Dec 28

This weeks A-Z blog has been inspired by a couple of recent school visits where the classes were looking specifically at endangered species and the responsibilities humans have to the environment. As the aim of ARKive is to raise awareness of threatened species worldwide it seems particularly fitting for the ‘E’ edition of A-Z to be endangered-themed, so please join me on my exploration of the endangered species of ARKive.

Photo of southern bluefin tuna swimming next to fish farm net

Southern bluefin tuna are endangered due to overfishing

Life on the EDGE

We work closely with lots of other global conservation organisations including our friends at the EDGE of Existence programme, who are working to promote and conserve the most Evolutionarily Distinct and Globally Endangered species. They are the only global conservation initiative to focus specifically on threatened species that represent a significant amount of unique evolutionary history, including weird and wonderful creatures such as the purple frog, the platypus and the shoebill.

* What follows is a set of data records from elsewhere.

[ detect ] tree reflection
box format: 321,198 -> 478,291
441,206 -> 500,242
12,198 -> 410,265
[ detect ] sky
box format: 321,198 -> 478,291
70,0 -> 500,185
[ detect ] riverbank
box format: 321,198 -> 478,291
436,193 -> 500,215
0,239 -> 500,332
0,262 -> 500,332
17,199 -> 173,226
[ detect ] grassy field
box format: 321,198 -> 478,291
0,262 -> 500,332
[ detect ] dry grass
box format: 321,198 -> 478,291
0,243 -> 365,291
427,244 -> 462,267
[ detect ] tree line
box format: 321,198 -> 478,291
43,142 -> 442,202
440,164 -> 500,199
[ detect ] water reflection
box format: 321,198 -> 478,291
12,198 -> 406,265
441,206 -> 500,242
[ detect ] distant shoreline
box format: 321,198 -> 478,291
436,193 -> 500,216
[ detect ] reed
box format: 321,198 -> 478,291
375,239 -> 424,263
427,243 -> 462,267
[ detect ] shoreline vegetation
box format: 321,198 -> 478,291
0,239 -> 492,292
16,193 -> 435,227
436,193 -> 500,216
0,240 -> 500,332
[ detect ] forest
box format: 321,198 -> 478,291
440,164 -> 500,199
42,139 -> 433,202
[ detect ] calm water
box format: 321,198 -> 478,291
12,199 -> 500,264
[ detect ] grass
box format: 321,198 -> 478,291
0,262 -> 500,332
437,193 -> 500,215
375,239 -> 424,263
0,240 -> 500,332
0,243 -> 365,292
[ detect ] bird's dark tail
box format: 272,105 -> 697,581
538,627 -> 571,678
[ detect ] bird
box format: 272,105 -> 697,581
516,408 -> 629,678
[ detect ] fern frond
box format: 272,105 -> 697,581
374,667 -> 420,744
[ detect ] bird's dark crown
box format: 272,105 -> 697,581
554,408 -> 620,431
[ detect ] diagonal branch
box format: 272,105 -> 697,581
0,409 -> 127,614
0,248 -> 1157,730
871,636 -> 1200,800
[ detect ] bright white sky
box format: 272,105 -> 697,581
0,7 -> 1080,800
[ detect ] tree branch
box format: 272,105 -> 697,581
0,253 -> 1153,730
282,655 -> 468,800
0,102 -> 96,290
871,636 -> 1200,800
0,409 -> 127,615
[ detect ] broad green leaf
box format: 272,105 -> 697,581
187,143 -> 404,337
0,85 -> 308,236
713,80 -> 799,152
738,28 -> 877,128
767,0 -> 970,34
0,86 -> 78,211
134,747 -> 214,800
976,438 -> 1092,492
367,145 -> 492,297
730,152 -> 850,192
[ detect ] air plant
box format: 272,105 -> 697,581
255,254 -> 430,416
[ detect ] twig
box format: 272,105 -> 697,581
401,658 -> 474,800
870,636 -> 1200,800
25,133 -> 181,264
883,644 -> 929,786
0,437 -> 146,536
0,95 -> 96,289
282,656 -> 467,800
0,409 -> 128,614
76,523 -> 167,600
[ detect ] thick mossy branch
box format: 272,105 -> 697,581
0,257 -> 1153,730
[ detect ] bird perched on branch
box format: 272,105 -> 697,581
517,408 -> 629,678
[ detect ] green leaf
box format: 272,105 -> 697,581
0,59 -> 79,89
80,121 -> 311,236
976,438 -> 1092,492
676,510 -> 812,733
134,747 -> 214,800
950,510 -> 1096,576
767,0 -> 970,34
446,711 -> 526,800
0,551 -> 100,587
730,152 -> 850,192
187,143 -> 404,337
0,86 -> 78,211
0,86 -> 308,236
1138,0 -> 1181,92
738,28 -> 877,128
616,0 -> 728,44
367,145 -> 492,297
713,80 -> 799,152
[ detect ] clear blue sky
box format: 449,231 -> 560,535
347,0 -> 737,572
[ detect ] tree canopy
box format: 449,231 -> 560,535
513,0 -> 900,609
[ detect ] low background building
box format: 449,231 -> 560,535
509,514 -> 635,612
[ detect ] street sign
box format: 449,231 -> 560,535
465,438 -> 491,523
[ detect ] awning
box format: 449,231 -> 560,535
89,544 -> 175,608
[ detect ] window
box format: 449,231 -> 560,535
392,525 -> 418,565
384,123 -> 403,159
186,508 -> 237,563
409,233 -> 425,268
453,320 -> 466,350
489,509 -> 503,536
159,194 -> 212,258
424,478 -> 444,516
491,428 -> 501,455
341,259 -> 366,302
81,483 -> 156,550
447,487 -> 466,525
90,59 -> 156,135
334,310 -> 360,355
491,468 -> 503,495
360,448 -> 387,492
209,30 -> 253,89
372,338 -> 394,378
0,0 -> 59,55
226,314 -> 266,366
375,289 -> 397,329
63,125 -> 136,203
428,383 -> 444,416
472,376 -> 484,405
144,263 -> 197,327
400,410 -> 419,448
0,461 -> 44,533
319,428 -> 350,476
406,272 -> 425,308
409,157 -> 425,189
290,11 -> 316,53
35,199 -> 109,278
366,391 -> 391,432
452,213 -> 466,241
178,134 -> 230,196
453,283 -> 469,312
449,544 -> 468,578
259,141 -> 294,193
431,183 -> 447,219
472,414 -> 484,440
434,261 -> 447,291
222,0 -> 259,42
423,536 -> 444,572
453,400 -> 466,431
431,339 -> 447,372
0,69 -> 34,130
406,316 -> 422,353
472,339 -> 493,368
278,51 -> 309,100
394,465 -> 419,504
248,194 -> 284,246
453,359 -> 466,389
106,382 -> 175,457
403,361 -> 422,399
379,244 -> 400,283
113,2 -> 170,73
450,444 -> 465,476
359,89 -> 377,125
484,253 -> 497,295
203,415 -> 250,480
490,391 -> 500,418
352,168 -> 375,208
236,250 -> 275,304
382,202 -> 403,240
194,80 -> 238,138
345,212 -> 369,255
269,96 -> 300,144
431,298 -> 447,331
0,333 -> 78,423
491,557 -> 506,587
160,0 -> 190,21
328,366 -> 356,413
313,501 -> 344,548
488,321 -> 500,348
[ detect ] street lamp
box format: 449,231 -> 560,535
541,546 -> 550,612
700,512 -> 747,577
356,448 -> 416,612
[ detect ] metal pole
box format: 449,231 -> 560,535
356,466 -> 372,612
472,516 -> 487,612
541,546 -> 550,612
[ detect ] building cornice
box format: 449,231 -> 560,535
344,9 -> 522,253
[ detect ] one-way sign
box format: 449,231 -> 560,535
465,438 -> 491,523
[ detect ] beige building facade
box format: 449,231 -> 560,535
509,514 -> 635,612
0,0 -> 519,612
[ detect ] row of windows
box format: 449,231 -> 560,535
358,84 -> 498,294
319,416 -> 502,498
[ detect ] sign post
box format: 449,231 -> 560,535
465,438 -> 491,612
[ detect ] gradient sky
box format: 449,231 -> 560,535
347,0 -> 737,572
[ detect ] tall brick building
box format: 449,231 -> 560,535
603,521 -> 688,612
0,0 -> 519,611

Photo of Shoebill showing detail of head

The shoebill is a potential EDGE species

See where the golden-rumped sengi, pygmy three-toed sloth and Chinese giant salamander come on the blog of ARKive’s Top 10 EDGE species.


The word that strikes fear into the hearts of all conservationists, which is hardly surprising considering that at present it is believed that 1/4 of all mammals and 1/3 of amphibians are at risk of extinction. It might sound rather odd but there are actually varying degrees of ‘extinct’ according to the IUCN Red List. Species can either be Extinct in the Wild (EW), which means the only remaining populations are captive, such as the scimitar-horned oryx, or Extinct (EX), such as the golden toad which was last seen alive in 1989.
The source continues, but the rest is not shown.